Prep 15 mins
Cook 1 hr
Or baked apples with sauerkraut to you! Delicious German side, posted for Zaar World Tour II '06
- 946.0 ml sauerkraut
- 59.14 ml onion, sliced
- 29.58 ml butter or 29.58 ml bacon drippings
- 2-3 medium apples
- 354.88 ml white wine
- 118.29 ml beef stock or 118.29 ml bouillon
- 4.92 ml brown sugar
- 4.92 ml celery seed
- Drain kraut slightly.
- Cook onion in butter or drippings until transparent.
- Add sauerkraut and stir; cook slowly.
- Wash, peel, and core apples; dice fruit and add to sauerkraut.
- Add wine and enough stock or bouillon to cover.
- Cook slowly, uncovered, for 30 minutes.
- Add sugar and celery seeds; cover and finish cooking in moderate 325° oven 30 minutes longer.

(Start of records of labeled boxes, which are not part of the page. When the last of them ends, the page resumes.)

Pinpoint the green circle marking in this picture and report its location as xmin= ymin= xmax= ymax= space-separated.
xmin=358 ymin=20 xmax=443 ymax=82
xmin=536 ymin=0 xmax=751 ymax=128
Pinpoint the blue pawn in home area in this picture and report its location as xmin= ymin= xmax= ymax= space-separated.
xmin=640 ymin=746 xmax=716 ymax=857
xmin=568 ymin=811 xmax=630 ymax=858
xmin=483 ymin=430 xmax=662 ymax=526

Wonderful taste! I started out by cooking 5 slices of bacon in pan, then cooking onions in bacon grease. Cut bacon in small slices & added to pot. Needed a bit more brown sugar. This was just fabulous- don't think I'll ever have kraut any other way now!
Nice sweet & savory vibe, but could definitely use less celery seed - maybe half the amount the recipe calls for. I added weisswurst for the last half hour of cooking, and served it over mashed potatoes. I'm reviewing this recipe for PAC Fall 2005.
I love sauerkraut and the addition of German Wine (Spatelesse) made this recipe all the better. My guests loved it. Thanks for posting.